Y en lo ambiental la tensión es aún más concreta. Presentar al SEA como víctima de “desidia” o “temor” puede sonar a eficiencia; pero en territorios donde proyectos extractivos han dejado pasivos y conflictos, la “decisión oportuna” puede convertirse en sinónimo de aprobación acelerada. Ahí, el prestigio institucional se vuelve un juego de suma cero: prestigio para el inversionista si se destraba, pérdida de legitimidad social si se percibe captura o permisividad. La historia reciente chilena muestra que cuando se acelera la inversión sin control, el costo no desaparece: se traslada al agua, al aire, al suelo y a la conflictividad.
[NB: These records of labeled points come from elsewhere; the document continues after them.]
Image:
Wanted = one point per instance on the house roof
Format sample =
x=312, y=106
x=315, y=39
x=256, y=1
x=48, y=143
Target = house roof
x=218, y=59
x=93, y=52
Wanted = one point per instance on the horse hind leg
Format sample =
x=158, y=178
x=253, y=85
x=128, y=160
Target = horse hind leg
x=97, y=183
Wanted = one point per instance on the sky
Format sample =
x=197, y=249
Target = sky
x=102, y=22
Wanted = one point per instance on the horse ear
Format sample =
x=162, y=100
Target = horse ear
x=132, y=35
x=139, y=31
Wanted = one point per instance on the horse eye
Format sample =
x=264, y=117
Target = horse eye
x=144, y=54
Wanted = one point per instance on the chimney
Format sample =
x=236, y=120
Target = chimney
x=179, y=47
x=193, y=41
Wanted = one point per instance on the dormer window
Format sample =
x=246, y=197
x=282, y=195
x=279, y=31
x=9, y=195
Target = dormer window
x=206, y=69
En suma, Quiroz está dibujando una hoja de ruta coherente con el gobierno que viene: desregulación, rebaja tributaria rápida y disciplina fiscal, con tecnocracia como garantía. El conflicto real no será si la economía “crece” en abstracto, sino qué tipo de crecimiento, quién lo captura y quién lo paga: en salarios, en servicios públicos, y en territorio. Si la promesa es “que cada uno pueda hacer su plan”, la cuestión decisiva es si ese “cada uno” incluye a la mayoría que vive del trabajo, o si vuelve a ser —como tantas veces— libertad para el capital y austeridad para el pueblo.